The Islands of Purple-Haunted Putrescence ist nach LotDS das zweite Modul, das ich für Venger Satanis rezensiere. Es handelt sich um ein klassisches Sand­box-Modul in einem Sword&Planet-Setting. Das Modul ist unterteilt in eine Einleitung mit Regel­varianten und allgemeinen Informationen über die Inseln, ihre Bewohner und Besonderheiten, eine Beschreibung der Hexfelder sowie einen Anhang mit neuen Zaubern und magischen Gegenständen.

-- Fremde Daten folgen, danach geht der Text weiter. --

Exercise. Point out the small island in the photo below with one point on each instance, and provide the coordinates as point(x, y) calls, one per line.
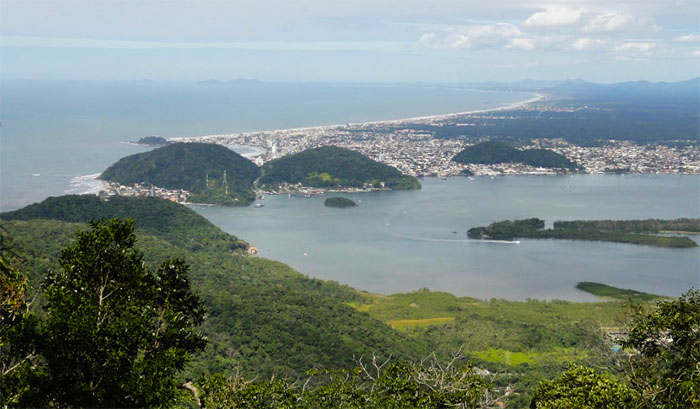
point(331, 167)
point(609, 292)
point(191, 172)
point(339, 202)
point(588, 231)
point(493, 152)
point(152, 141)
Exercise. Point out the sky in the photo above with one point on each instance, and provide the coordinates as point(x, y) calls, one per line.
point(430, 41)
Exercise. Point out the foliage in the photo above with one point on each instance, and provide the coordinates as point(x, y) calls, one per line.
point(632, 226)
point(340, 202)
point(117, 334)
point(187, 166)
point(379, 385)
point(264, 318)
point(582, 388)
point(492, 152)
point(331, 166)
point(532, 229)
point(173, 222)
point(666, 367)
point(602, 290)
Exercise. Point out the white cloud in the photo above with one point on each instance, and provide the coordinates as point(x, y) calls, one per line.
point(619, 21)
point(525, 44)
point(586, 43)
point(555, 17)
point(482, 36)
point(637, 49)
point(688, 38)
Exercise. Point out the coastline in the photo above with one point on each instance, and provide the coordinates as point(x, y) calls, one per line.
point(536, 98)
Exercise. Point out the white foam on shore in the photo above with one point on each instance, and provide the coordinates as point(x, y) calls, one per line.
point(84, 185)
point(514, 105)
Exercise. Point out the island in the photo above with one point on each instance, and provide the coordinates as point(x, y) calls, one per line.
point(192, 172)
point(152, 141)
point(339, 202)
point(605, 291)
point(533, 228)
point(331, 167)
point(493, 152)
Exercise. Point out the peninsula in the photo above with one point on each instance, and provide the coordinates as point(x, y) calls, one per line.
point(339, 202)
point(331, 167)
point(534, 229)
point(199, 172)
point(494, 152)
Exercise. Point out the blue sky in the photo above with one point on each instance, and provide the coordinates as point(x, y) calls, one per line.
point(350, 41)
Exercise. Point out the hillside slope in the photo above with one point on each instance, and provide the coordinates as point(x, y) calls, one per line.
point(188, 166)
point(263, 317)
point(332, 167)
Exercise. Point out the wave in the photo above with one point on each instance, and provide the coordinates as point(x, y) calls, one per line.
point(85, 184)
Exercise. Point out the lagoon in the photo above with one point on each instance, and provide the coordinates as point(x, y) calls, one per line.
point(403, 241)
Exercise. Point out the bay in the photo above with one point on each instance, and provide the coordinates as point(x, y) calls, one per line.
point(53, 134)
point(403, 241)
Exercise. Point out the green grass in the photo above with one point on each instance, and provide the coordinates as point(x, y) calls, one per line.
point(610, 292)
point(403, 325)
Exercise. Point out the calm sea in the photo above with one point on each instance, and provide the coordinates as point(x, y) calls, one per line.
point(56, 134)
point(403, 241)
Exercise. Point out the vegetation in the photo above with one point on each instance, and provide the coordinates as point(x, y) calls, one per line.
point(607, 291)
point(533, 229)
point(583, 388)
point(492, 152)
point(340, 202)
point(334, 167)
point(195, 167)
point(263, 317)
point(633, 226)
point(152, 141)
point(113, 333)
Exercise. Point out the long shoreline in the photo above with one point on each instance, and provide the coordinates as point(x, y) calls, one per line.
point(537, 97)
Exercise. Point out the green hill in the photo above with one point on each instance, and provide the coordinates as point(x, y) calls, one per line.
point(334, 167)
point(263, 317)
point(493, 152)
point(186, 166)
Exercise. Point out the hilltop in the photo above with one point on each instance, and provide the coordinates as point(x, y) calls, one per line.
point(493, 152)
point(196, 167)
point(334, 167)
point(263, 317)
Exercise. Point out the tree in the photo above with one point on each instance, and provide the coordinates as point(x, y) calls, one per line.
point(117, 334)
point(582, 388)
point(666, 367)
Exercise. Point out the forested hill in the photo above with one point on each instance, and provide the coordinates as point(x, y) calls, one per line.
point(492, 152)
point(263, 317)
point(186, 166)
point(173, 222)
point(331, 166)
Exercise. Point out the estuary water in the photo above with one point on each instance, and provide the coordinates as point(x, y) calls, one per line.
point(54, 135)
point(403, 241)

In der Einleitung werden unter anderem neue Optionen für Charakterhintergründe vorgestellt, außerdem die Mönch-Charakterklasse und Regeln für intelligente Schwerter. Aber ähnlich wie LotDS hat auch dieses Modul einen Beigeschmack, etwa dass Frauen bei den verschiedenen Kulten als Währung verwendet werden. Das kann ich als SL aber problemlos ändern, indem ich Frauen mit Jungfrauen im erweiterten Sinne substituiere, und schon ist Gleichheit hergestellt.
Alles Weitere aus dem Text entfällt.